The first one – and rather obvious – is the systematic adoption of digital technologies that improve or streamline core functions of the business or replace legacy systems, practices, and previously manually operated processes – e.g. adopting cloud services to optimise content management.
The second component – the less obvious, that also justifies the term ‘transformation’ – is about leveraging these technologies to create new opportunities. As the organisation adopts modern digital technologies, digitises existing assets, and becomes more data-driven, it gains power and flexibility in shaping, testing, exploring new opportunities – being products, services, business models, or other forms of innovation. And this layer, this new capability powered by digital technology - is the source, the enabler of the true transformation of the organisation.
Being part of a Digital Transformation program requires a holistic view of the organisation – its vision, mission, current structure, operating model – along with and a deep understanding of the market and the state of the art of digital technologies. Typical mistakes in leading such programs often relate to a lack of this holistic view – for example, very often teams tend to over-index the technology itself – versus the broader business needs and the role of people. In other cases, transformation programs start without a clear vision and alignment with the goals of the organisation. Very frequently, there is no solid measurement framework – as the basis of measuring the program itself but also the impact of its deliverables.
Using the definition above – it is not enough to deliver the ‘adoption’ component only (to replace existing capabilities with their digital equivalents) – this would be rather called ‘digitisation’. Transformation means that the leading team must deeply understand the potential of digital technologies and use this understanding to redefine core aspects of the organisation.
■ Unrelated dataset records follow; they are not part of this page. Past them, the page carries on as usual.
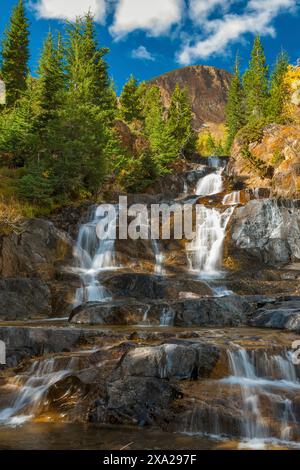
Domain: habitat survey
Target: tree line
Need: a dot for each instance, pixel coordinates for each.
(257, 98)
(59, 126)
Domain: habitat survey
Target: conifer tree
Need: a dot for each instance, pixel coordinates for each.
(86, 67)
(130, 101)
(278, 89)
(15, 55)
(181, 138)
(51, 79)
(256, 83)
(153, 113)
(235, 108)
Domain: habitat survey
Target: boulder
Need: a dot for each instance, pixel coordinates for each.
(21, 299)
(281, 314)
(217, 312)
(38, 250)
(27, 342)
(169, 361)
(268, 230)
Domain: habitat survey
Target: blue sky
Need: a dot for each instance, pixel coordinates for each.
(150, 37)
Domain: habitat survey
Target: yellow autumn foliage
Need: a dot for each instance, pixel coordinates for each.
(292, 79)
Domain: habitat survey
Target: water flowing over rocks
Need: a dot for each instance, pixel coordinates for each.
(191, 337)
(268, 230)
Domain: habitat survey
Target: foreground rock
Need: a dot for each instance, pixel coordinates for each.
(24, 298)
(30, 260)
(282, 314)
(226, 311)
(268, 230)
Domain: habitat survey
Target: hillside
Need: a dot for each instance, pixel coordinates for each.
(207, 87)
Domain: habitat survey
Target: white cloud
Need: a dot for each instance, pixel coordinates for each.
(199, 10)
(156, 17)
(69, 9)
(142, 53)
(256, 18)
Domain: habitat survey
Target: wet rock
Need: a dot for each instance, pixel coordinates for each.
(225, 311)
(38, 250)
(112, 313)
(136, 400)
(283, 314)
(28, 342)
(268, 230)
(24, 298)
(169, 361)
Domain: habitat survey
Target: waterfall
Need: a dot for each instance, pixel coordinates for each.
(94, 256)
(210, 184)
(167, 317)
(159, 258)
(29, 390)
(232, 199)
(265, 384)
(205, 252)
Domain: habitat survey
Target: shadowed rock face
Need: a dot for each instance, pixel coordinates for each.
(268, 230)
(207, 87)
(283, 314)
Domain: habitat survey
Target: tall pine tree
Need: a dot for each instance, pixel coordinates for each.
(130, 101)
(235, 108)
(86, 67)
(15, 55)
(279, 91)
(180, 136)
(51, 80)
(256, 83)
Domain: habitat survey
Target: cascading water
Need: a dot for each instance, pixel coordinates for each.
(232, 199)
(159, 258)
(205, 252)
(94, 256)
(258, 405)
(210, 184)
(267, 386)
(29, 390)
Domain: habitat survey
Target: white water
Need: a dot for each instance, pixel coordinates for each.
(205, 252)
(210, 184)
(159, 258)
(232, 199)
(94, 256)
(264, 379)
(29, 390)
(167, 317)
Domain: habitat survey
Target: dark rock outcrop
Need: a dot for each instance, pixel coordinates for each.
(24, 298)
(207, 87)
(283, 314)
(268, 230)
(30, 260)
(218, 312)
(38, 250)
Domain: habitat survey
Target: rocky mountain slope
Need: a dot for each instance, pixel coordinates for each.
(207, 88)
(278, 151)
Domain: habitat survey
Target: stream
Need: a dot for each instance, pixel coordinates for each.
(250, 398)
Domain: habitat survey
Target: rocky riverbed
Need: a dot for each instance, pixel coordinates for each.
(195, 340)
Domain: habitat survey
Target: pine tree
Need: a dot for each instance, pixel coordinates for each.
(86, 67)
(235, 108)
(51, 80)
(130, 101)
(154, 127)
(278, 90)
(15, 55)
(256, 83)
(179, 128)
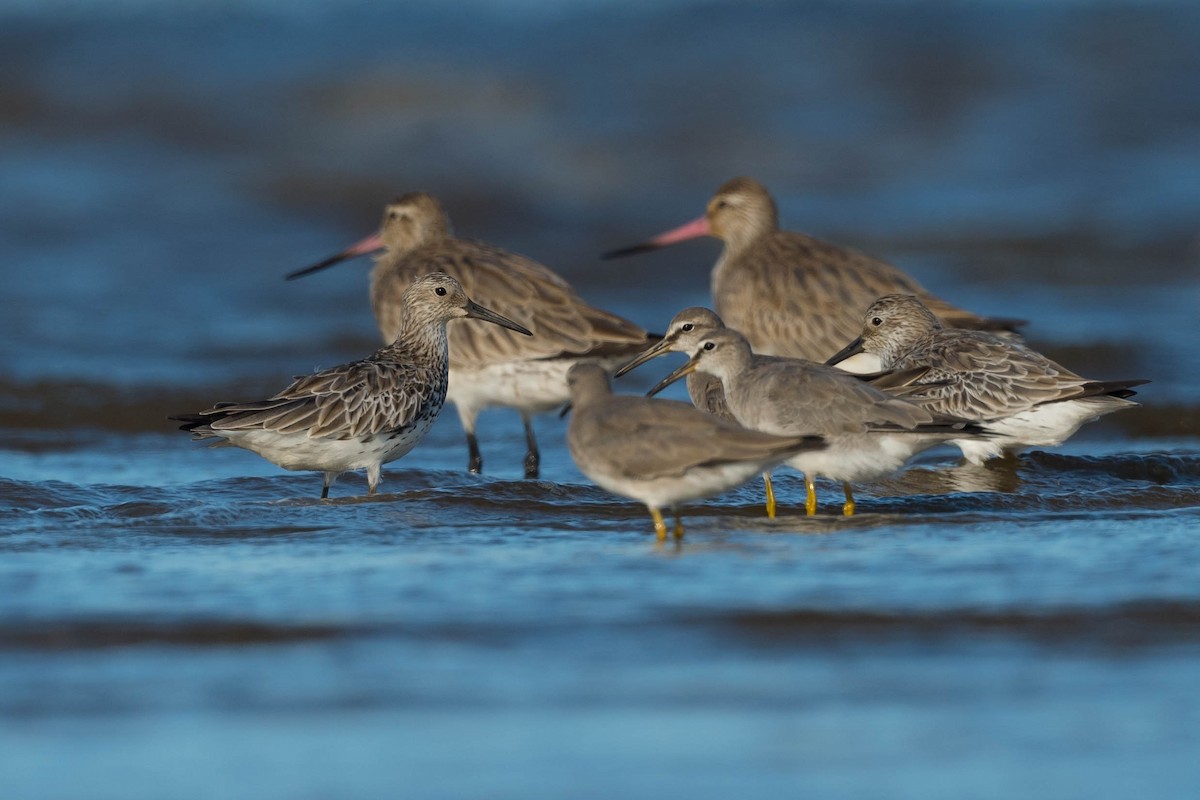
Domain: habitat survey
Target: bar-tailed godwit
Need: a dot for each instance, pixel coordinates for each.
(363, 414)
(791, 294)
(489, 366)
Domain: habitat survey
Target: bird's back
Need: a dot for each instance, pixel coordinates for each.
(514, 286)
(798, 296)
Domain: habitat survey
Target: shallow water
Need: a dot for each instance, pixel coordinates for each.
(178, 620)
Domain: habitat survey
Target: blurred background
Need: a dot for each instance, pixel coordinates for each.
(165, 163)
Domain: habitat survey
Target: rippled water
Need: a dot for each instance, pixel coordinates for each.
(178, 620)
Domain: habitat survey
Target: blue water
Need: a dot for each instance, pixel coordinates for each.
(181, 621)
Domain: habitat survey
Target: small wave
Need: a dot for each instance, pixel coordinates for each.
(124, 632)
(1116, 626)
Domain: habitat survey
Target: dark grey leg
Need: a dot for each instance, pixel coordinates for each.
(533, 458)
(475, 462)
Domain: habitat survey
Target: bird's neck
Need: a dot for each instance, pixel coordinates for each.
(420, 337)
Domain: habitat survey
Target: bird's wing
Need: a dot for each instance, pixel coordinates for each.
(981, 377)
(648, 439)
(807, 296)
(811, 398)
(355, 400)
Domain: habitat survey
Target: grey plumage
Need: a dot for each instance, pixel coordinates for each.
(1024, 396)
(664, 452)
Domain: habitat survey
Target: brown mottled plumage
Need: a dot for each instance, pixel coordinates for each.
(359, 415)
(490, 366)
(1024, 396)
(789, 293)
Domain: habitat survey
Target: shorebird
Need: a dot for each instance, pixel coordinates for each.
(685, 332)
(363, 414)
(1024, 397)
(789, 293)
(664, 452)
(869, 433)
(490, 366)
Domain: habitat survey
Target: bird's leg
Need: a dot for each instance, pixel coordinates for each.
(467, 417)
(660, 528)
(810, 495)
(475, 462)
(532, 457)
(771, 495)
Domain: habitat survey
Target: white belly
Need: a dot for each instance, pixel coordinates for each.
(669, 492)
(528, 386)
(1043, 426)
(301, 451)
(861, 458)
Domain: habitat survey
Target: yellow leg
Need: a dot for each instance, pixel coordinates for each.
(771, 495)
(660, 528)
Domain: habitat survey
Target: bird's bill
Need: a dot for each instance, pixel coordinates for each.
(693, 229)
(853, 348)
(653, 352)
(372, 244)
(685, 370)
(474, 311)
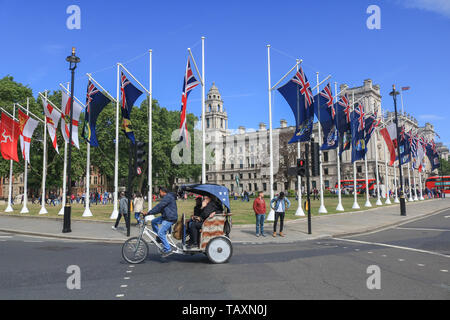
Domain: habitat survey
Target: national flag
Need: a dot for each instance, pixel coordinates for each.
(65, 128)
(189, 83)
(10, 131)
(371, 123)
(389, 133)
(52, 117)
(129, 96)
(27, 126)
(297, 92)
(343, 123)
(324, 108)
(96, 101)
(359, 147)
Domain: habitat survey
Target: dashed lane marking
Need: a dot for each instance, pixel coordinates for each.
(393, 246)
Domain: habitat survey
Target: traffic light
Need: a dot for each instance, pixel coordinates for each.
(301, 167)
(140, 157)
(315, 160)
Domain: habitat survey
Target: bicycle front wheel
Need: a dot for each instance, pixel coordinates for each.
(135, 251)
Even better, to define the layer that makes this ‘opportunity discovery’ an ongoing process – an innovation thread that keeps exploring new business opportunities powered by digital tools.
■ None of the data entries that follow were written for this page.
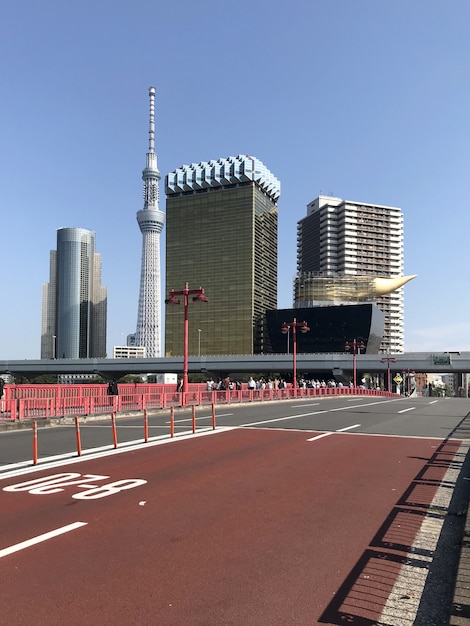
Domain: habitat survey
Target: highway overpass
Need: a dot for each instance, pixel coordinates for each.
(424, 362)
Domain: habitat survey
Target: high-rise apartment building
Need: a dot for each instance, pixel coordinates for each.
(221, 235)
(74, 303)
(151, 221)
(346, 240)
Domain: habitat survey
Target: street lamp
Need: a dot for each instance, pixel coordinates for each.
(285, 328)
(408, 373)
(355, 346)
(389, 359)
(172, 299)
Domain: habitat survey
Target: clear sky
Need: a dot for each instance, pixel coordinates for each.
(363, 99)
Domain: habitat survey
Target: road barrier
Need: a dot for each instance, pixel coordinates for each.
(146, 426)
(113, 426)
(56, 401)
(35, 443)
(77, 436)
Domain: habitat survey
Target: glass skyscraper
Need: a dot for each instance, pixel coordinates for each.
(221, 234)
(74, 301)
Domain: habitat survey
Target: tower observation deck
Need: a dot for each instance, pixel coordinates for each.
(151, 221)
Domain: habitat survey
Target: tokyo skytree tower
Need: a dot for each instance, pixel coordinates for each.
(151, 221)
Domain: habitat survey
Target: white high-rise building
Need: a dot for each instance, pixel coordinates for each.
(343, 238)
(74, 302)
(151, 221)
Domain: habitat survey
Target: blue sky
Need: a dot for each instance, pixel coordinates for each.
(364, 99)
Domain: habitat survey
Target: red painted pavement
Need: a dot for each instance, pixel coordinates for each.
(246, 527)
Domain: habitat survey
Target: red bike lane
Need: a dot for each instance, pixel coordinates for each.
(246, 527)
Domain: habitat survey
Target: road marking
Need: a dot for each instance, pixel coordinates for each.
(341, 430)
(24, 467)
(31, 542)
(281, 419)
(301, 406)
(347, 408)
(332, 432)
(200, 417)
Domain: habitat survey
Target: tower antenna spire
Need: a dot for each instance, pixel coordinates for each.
(151, 221)
(152, 91)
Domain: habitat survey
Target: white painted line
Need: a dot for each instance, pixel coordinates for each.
(319, 436)
(347, 408)
(200, 417)
(282, 419)
(342, 430)
(332, 432)
(31, 542)
(301, 406)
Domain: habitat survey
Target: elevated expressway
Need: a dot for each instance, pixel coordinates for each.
(425, 362)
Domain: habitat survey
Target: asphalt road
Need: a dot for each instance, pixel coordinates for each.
(318, 511)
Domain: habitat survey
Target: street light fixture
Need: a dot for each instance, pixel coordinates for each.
(407, 373)
(285, 328)
(389, 359)
(198, 296)
(355, 346)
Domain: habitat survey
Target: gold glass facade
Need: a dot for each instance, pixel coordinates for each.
(223, 239)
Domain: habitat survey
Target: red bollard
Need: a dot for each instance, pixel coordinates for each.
(113, 424)
(77, 435)
(35, 443)
(146, 427)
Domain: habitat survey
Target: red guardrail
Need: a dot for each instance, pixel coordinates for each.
(55, 401)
The first thing I would recommend would be to ensure strong sponsorship, ongoing support and participation from the leadership of the organisation - senior leaders must be fully supportive and fully aware of the potential, the desired goals, the nature of the journey, and the unavoidable disruption of established processes. Another piece of advice would be to focus on people – include educational components in the program and provide transparency on its purpose and objectives. Finally, the program itself should be architected and led by a ‘dream team’ – a core team of experts both from the market and from within. An organisation that plans to begin the digital transformation journey must pay special attention to forming this ‘dream team’ and empowering it to make bold moves and drive change at a fast pace – able to avoid the political and bureaucratic obstacles.
For me, there is nothing more inspiring than an impactful and hard problem. A well-articulated worth-solving problem inspires ideas, explorations, creative discussions and leads naturally to framing, prototyping, validation, and potentially to real-world solutions attempting to address it. And I have seen that happening to teams as well: bring a cross-disciplinary team in a room, provide them with a challenging problem-worth-solving and give them insights regarding the market and what the competition is doing in addressing the problem – and then amazing things can happen. Doing that at the organisational level – establishing a flow of ‘problems worth solving’ along with streams of ‘market intelligence’ can inspire people and transform the way the organisation innovates.